What are the differences between the opioids discussed in class (heroin, morphine, fentanyl, carfentanyl)?

• Heroin: fast-acting, highly addictive.

• Morphine: gold standard for pain relief.

• Fentanyl: ~100x potency of morphine.

• Carfentanyl: ~10,000x potency, not safe for humans.

Be able to draw a dose response curve showing how the potency and efficacy of morphine compare to that of fentanyl.

Fentanyl curve is shifted left (more potent).
→ Both may have similar efficacy (same height), but fentanyl reaches effect at lower doses.

How does the story of the frozen addicts illustrate the danger of street drugs?

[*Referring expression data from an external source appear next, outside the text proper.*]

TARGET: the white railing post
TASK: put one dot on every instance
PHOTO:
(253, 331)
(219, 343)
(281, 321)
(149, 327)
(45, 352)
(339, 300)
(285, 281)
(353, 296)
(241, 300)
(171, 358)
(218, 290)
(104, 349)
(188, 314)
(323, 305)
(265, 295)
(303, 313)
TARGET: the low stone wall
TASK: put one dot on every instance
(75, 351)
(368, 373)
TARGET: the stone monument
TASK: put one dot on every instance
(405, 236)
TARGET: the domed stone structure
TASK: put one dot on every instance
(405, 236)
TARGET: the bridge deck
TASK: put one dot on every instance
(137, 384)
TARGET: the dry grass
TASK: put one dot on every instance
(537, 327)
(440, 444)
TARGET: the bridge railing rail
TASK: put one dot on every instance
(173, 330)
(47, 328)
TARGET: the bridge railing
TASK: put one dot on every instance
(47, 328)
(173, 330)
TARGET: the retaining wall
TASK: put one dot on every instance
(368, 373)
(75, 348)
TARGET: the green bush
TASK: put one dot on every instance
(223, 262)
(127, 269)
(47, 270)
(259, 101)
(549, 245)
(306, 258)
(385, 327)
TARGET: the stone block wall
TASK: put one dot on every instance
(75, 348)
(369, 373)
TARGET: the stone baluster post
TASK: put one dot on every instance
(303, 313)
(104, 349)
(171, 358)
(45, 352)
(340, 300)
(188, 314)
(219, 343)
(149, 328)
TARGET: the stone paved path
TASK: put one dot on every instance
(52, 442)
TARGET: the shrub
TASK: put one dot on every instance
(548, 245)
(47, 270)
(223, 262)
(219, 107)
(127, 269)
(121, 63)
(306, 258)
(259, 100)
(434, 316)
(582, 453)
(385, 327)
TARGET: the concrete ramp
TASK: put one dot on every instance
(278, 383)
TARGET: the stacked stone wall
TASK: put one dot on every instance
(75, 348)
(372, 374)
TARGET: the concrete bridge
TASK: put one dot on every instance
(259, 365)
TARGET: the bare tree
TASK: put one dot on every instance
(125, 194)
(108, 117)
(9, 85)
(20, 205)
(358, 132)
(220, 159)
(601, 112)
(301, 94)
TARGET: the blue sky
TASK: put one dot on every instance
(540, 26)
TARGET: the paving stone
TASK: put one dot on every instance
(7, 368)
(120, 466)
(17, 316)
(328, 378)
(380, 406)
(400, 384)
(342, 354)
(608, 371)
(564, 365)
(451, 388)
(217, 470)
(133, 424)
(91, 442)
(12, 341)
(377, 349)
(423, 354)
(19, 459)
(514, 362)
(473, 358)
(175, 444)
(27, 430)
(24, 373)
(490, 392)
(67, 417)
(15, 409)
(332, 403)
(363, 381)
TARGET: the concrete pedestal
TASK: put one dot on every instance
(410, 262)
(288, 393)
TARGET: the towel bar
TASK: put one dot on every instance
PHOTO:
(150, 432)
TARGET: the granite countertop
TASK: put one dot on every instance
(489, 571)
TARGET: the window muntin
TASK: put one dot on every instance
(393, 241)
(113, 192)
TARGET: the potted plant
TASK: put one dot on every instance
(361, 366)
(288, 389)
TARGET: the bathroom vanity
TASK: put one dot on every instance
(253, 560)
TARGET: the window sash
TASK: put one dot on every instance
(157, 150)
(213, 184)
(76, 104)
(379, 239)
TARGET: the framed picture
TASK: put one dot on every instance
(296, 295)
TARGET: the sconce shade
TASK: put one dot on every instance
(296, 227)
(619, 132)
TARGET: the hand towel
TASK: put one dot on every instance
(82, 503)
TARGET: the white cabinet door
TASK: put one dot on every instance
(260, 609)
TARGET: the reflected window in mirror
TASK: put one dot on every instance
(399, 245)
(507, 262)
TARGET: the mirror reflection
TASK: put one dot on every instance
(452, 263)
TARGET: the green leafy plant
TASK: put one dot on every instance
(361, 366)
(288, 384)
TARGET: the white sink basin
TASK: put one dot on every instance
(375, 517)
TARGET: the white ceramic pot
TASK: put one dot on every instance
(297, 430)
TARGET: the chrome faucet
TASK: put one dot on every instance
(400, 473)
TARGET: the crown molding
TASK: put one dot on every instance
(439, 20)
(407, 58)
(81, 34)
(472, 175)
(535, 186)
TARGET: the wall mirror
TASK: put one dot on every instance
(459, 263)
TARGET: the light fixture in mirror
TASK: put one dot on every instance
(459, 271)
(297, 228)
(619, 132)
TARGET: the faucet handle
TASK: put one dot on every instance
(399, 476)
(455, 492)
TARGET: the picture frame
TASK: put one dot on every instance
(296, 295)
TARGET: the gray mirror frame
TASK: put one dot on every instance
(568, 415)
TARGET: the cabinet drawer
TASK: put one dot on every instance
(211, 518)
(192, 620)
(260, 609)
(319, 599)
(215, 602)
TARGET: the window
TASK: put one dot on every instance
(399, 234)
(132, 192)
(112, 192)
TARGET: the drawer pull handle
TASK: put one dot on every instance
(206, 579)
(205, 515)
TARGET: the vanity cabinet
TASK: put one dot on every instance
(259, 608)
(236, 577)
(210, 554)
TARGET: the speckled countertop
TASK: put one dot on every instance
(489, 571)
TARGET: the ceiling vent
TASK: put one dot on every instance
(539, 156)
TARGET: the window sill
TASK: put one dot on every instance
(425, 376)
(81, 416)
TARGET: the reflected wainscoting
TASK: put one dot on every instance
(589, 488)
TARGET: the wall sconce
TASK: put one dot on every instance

Contaminated synthetic drug (MPTP) caused irreversible brain damage like Parkinson’s. Highlights risks of unregulated drug synthesis.

What was wrong with the frozen addicts, and how could it be treated?

MPTP destroyed dopaminergic neurons in the substantia nigra.
→ Treated with L-DOPA, a dopamine precursor.

Be familiar with the pharmacological treatments for opioid use disorder discussed in class (especially methadone, buprenorphine, naloxone, naltrexone, and suboxone).

• Methadone: long-acting full agonist.

• Buprenorphine: partial agonist.

• Naloxone: fast-acting antagonist (reversal).

• Naltrexone: long-acting antagonist.

• Suboxone: buprenorphine + naloxone combo.

What is the difference between nociceptive pain and neuropathic pain? Which type are the opioids more effective for?

• Nociceptive: due to tissue injury (e.g., cuts).

• Neuropathic: nerve damage (e.g., diabetic neuropathy).
  → Opioids work better on nociceptive pain.

As discussed by Van Zee (2009), describe two ways in which drug companies like Purdue market their products.

• Downplayed addiction risk of OxyContin.

• Used aggressive marketing with incentives and misleading information to promote overprescribing.